Tentative Operations have two final states: cancelled or confirmed. When the originating entity has the right to cancel, the operation is called a cancelling operation. Similarly, when the right to cancel is given up, the operation is called a confirming operation.
Every transaction is a consensus problem with a decision to commit or otherwise. How does the entities and activities help reach an agreement?
Through a set of two-party agreements. Each of these agreements compose together to get large set of parties to agree without transactions. Paper cites the housing deals as an example, where two parties enter independent agreements with an escrow which faciliates an agreement between the two parties.

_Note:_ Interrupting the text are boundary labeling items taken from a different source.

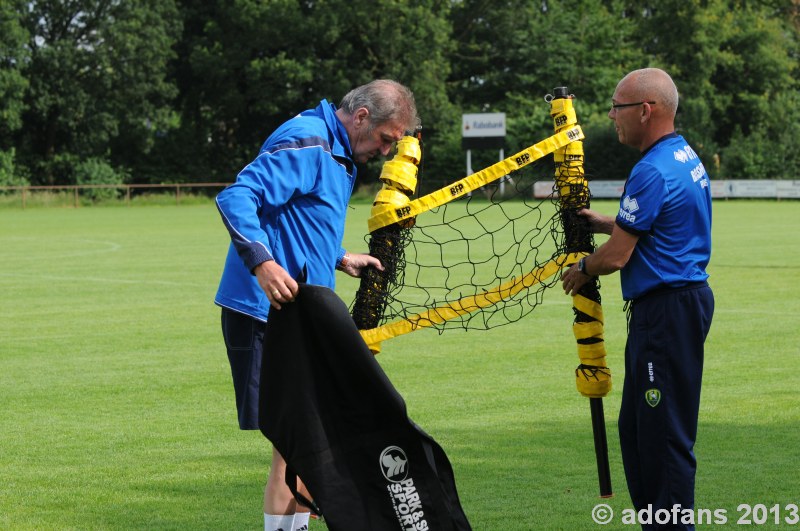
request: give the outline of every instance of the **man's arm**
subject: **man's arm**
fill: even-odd
[[[638,236],[614,223],[608,241],[583,259],[583,273],[578,270],[578,264],[574,264],[561,275],[564,292],[574,296],[592,277],[608,275],[625,267],[637,241]]]

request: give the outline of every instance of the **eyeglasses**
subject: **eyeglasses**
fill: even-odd
[[[625,107],[633,107],[635,105],[644,105],[645,103],[649,103],[650,105],[655,105],[656,102],[654,101],[637,101],[636,103],[612,103],[611,110],[615,111],[617,109],[623,109]]]

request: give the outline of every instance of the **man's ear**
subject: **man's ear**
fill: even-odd
[[[366,107],[359,107],[356,109],[356,112],[353,113],[353,125],[356,128],[366,126],[368,120],[369,110]]]

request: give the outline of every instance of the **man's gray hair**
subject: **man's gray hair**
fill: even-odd
[[[376,79],[356,87],[342,98],[339,108],[354,114],[361,107],[369,111],[370,129],[397,120],[407,132],[419,126],[414,94],[408,87],[391,79]]]
[[[642,68],[626,75],[631,79],[636,94],[642,100],[653,99],[672,116],[678,111],[678,88],[669,74],[660,68]]]

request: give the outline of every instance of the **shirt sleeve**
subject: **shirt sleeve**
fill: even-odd
[[[217,195],[222,221],[249,271],[274,259],[267,227],[293,197],[314,187],[321,153],[318,146],[291,144],[265,150]]]

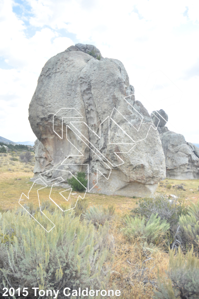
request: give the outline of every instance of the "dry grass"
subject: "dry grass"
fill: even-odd
[[[3,208],[12,208],[18,206],[18,202],[22,192],[27,195],[32,185],[29,179],[32,177],[32,170],[27,168],[27,164],[20,161],[15,162],[13,167],[17,171],[10,171],[7,170],[9,166],[9,155],[0,157],[1,164],[7,162],[0,168],[0,206]],[[4,162],[4,161],[5,161]],[[8,163],[9,162],[9,164]],[[30,165],[31,166],[31,165]],[[23,168],[20,169],[20,168]],[[29,172],[24,172],[29,169]],[[170,190],[166,188],[168,184],[172,186],[184,184],[186,191],[172,187]],[[159,184],[157,192],[165,195],[175,194],[182,199],[187,200],[188,204],[196,202],[199,199],[198,190],[199,180],[180,180],[167,178]],[[28,200],[23,197],[24,203],[31,201],[35,206],[38,205],[37,190],[42,186],[35,185],[32,190],[31,196]],[[190,189],[193,189],[193,191]],[[55,189],[60,192],[63,189],[60,187]],[[44,200],[49,199],[50,187],[47,187],[39,191]],[[73,195],[72,201],[77,200],[80,192]],[[59,195],[54,194],[54,198],[58,204],[66,203],[66,201]],[[110,234],[112,238],[110,245],[114,256],[114,262],[109,281],[110,289],[113,287],[120,290],[122,299],[148,299],[153,296],[153,289],[157,284],[157,269],[160,274],[166,270],[169,261],[169,255],[163,250],[163,246],[159,245],[147,249],[141,245],[142,240],[135,239],[132,242],[127,241],[120,231],[122,227],[123,216],[128,213],[136,205],[136,198],[120,196],[107,196],[103,194],[92,194],[87,193],[85,198],[89,200],[90,205],[102,205],[108,206],[113,204],[115,207],[116,217],[111,224]]]
[[[120,232],[121,220],[112,225],[114,237],[114,263],[109,281],[110,287],[120,290],[122,299],[148,299],[156,288],[157,271],[164,273],[167,269],[169,255],[161,246],[148,248],[143,239],[135,238],[128,242]]]

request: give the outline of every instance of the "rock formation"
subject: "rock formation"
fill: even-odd
[[[165,177],[158,132],[123,65],[95,46],[71,46],[46,62],[29,114],[38,138],[34,179],[61,173],[67,186],[66,170],[89,169],[90,192],[142,196]]]
[[[168,117],[164,110],[153,111],[151,114],[157,126],[155,116],[160,119],[158,131],[165,156],[167,177],[177,179],[199,178],[199,149],[186,142],[183,135],[170,131],[165,126]]]

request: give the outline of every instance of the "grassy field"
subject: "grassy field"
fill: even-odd
[[[17,161],[10,159],[13,157],[18,159]],[[25,163],[20,160],[18,155],[16,153],[7,154],[6,156],[1,154],[0,156],[0,194],[1,198],[0,205],[3,209],[10,209],[18,205],[18,201],[22,193],[26,196],[30,190],[32,182],[30,178],[32,178],[34,161]],[[10,170],[11,169],[11,170]],[[183,184],[185,190],[179,189],[177,185]],[[169,185],[169,187],[168,187]],[[169,185],[171,188],[168,189]],[[159,183],[157,193],[161,193],[168,196],[175,195],[178,198],[184,199],[188,203],[195,202],[199,199],[199,180],[174,180],[166,178]],[[28,200],[24,195],[23,202],[27,203],[31,201],[35,205],[38,205],[38,199],[36,190],[42,188],[42,186],[37,185],[34,186],[30,194]],[[55,191],[61,192],[64,190],[62,188],[55,188],[55,200],[58,204],[66,204],[66,200]],[[43,200],[50,200],[49,196],[51,190],[50,187],[47,187],[40,191],[40,198]],[[76,194],[71,196],[71,202],[76,201],[79,195],[83,196],[84,193],[76,192]],[[137,198],[127,197],[119,195],[108,196],[104,194],[93,194],[87,193],[85,199],[89,200],[89,205],[101,204],[107,206],[113,204],[115,206],[116,212],[123,214],[131,210],[136,205]]]
[[[14,161],[10,159],[14,156],[18,160]],[[32,185],[30,178],[33,176],[34,159],[26,163],[20,160],[17,154],[12,153],[6,156],[4,154],[0,155],[0,206],[3,209],[12,209],[19,206],[18,201],[21,193],[23,192],[27,196]],[[179,188],[179,185],[182,185],[185,190]],[[199,199],[199,180],[180,180],[167,178],[160,182],[157,193],[168,197],[175,195],[179,199],[183,199],[190,204]],[[35,185],[31,189],[29,199],[24,195],[21,197],[22,202],[31,202],[35,206],[38,206],[37,190],[42,187],[40,185]],[[50,201],[50,187],[47,187],[39,191],[40,199]],[[58,205],[66,203],[59,194],[59,192],[63,190],[60,187],[55,188],[55,192],[52,194]],[[72,196],[73,201],[77,200],[79,195],[83,195],[82,193],[75,191],[73,193],[76,193]],[[112,204],[115,207],[116,217],[111,226],[110,232],[112,240],[108,240],[111,243],[114,256],[109,281],[110,288],[113,284],[116,285],[117,289],[121,290],[123,299],[152,298],[152,290],[157,282],[158,269],[160,274],[167,269],[169,255],[161,245],[153,250],[144,249],[140,245],[142,240],[138,239],[134,242],[128,242],[121,233],[121,228],[123,225],[122,216],[129,213],[136,206],[139,198],[89,193],[86,195],[86,198],[89,200],[90,206],[100,204],[107,207]]]

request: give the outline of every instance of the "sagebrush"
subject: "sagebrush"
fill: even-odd
[[[106,287],[111,264],[106,248],[108,222],[97,230],[73,212],[63,215],[56,209],[45,214],[56,225],[48,233],[27,213],[0,213],[0,289],[28,288],[33,298],[32,287]],[[40,212],[34,217],[51,227]]]

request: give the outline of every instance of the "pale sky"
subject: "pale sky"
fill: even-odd
[[[34,141],[28,106],[41,69],[79,42],[120,60],[135,99],[199,143],[198,0],[0,0],[0,136]]]

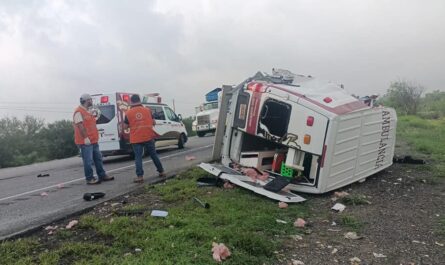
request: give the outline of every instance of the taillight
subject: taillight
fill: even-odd
[[[247,85],[247,90],[253,92],[266,92],[266,86],[262,83],[252,82]]]
[[[310,144],[311,143],[311,136],[309,134],[304,135],[304,144]]]
[[[314,125],[314,117],[312,117],[312,116],[308,116],[308,117],[307,117],[307,120],[306,120],[306,125],[307,125],[307,126],[312,126],[312,125]]]

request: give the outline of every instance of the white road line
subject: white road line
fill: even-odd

These two party agreements are as simple as managing states of partners in an entity (through activities).
2PC and other distributed transaction primitives impact the availability. Management of uncertainty is a valuable alternative where the developer owns the logic in scale agnostic application layer.
Historically, the evolution of patterns is always preceded by custom solutions to similar set of problems. Eventually we figure out the commonalities and build an abstraction that encapsulates the repeated aspects and lets developers focus on the business problems. This paper emerged at such a point in time where infinite scaling was a concern for most application developers, trade-offs of 2PC were not palatable, yet we didn’t have a pattern language/vocabulary to talk about the solutions. Paper presents entities and activities to express these ideas.